Google Ads Deleting Historical Data: What Advertisers Must Do Now
Understanding Google’s New Data Retention Policy for Advertisers
Google Ads is rolling out a formal data retention policy that fundamentally changes how long advertisers can access historical performance records within the platform. Starting June 1st, granular reporting data — including hourly, daily, and weekly breakdowns — will only be retained for 37 months. Once that window closes, the data disappears permanently from both the Google Ads interface and its APIs. Monthly, quarterly, and annual summaries receive a much longer shelf life of 11 years, but the granular data most useful for day-to-day optimization and trend analysis will face tighter cutoffs. Reach and frequency metrics face the strictest limits of all, with unique user counts, average impression frequency per user, 7-day and 30-day frequency averages, and full frequency distribution data only accessible for three years. For many advertisers, this policy change may come as a surprise since historically Google Ads stored performance data indefinitely. Understanding the distinction between retention windows — 3 years for frequency metrics, 37 months for sub-monthly data, and 11 years for aggregated monthly reports — is the critical first step before building any response strategy. This is not a gradual phase-out; it is a hard deletion deadline that requires proactive planning well before 2026.
Why This Change Creates Real Risks for Long-Term Campaign Analysis
The implications of this policy extend far beyond routine reporting. Advertisers, agencies, and in-house analytics teams that rely on multi-year historical datasets for media mix modeling, competitive benchmarking, or seasonal trend forecasting are the most exposed. Granular sub-monthly data powers many sophisticated analytical workflows — identifying micro-trends in hourly performance, tracking weekly budget pacing patterns, and evaluating the incremental impact of creative refreshes over time. Losing access to this data retroactively could create gaps in attribution models and undermine the accuracy of year-over-year comparisons. Reach and frequency metrics losing accessibility after just three years poses a specific challenge for brand awareness campaigns, where understanding cumulative audience exposure patterns over time is essential for planning. Teams using AI tools integration within their analytics stacks — connecting Google Ads data to machine learning forecasting models or automated dashboard systems — must audit their data pipelines immediately to ensure historical pulls are captured before expiration. Agencies managing large portfolios of client accounts face an amplified version of this risk, since each account’s historical data must be independently preserved. Without proactive action, organizations could find themselves making future strategic decisions with an incomplete view of their own performance history, reducing the competitive advantage that deep historical analysis provides.

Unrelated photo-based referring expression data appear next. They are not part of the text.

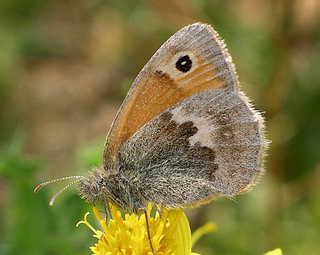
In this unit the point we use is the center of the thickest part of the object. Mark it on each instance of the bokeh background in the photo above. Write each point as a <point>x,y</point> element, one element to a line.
<point>65,67</point>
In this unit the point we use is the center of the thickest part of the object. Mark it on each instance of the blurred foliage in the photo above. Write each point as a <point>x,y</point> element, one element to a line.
<point>65,66</point>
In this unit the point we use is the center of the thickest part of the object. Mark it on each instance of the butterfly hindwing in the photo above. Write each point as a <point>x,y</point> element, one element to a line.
<point>208,145</point>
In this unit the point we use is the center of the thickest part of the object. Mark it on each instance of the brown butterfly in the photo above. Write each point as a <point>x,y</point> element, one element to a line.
<point>184,135</point>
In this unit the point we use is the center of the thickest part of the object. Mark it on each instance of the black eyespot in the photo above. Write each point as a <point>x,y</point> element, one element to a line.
<point>184,64</point>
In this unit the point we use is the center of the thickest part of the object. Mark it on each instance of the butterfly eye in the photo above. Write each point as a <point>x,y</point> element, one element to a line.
<point>184,64</point>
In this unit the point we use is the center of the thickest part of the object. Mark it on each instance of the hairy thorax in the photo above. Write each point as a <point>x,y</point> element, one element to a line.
<point>105,187</point>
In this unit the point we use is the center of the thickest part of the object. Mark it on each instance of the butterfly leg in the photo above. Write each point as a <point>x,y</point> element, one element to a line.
<point>148,231</point>
<point>107,211</point>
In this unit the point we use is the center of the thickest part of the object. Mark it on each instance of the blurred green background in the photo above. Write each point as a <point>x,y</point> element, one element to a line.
<point>65,67</point>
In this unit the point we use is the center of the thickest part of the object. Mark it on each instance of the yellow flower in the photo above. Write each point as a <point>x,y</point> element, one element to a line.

Practical Steps to Protect Your Google Ads Historical Data Before It’s Gone
The most important immediate action is to audit how far back your current Google Ads reporting data goes and prioritize exporting anything beyond the upcoming retention windows. Use the Google Ads API or built-in reporting exports to pull granular daily and hourly data, frequency metrics, and any custom segments that fall within the three-year or 37-month risk zones. Storing this data in a dedicated warehouse solution — whether that is BigQuery, Amazon Redshift, or a simpler structured cloud storage setup — ensures long-term accessibility independent of Google’s platform decisions. Implementing automated export pipelines is strongly recommended rather than relying on manual downloads, which are easy to forget and difficult to scale across multiple accounts. Tools leveraging AI tools integration can help schedule recurring data pulls and flag anomalies or gaps in coverage. An Auto Backlinks Builder tool analogy applies here conceptually: just as building backlinks systematically compounds SEO value over time, systematically archiving ad performance data compounds your analytical edge. Connect exported data to your existing BI dashboards to maintain reporting continuity. Document retention schedules internally so teams are aligned on what data exists, where it lives, and for how long. Acting before mid-2025 gives your organization a comfortable buffer to verify data completeness before the June 2026 deletion window begins taking effect.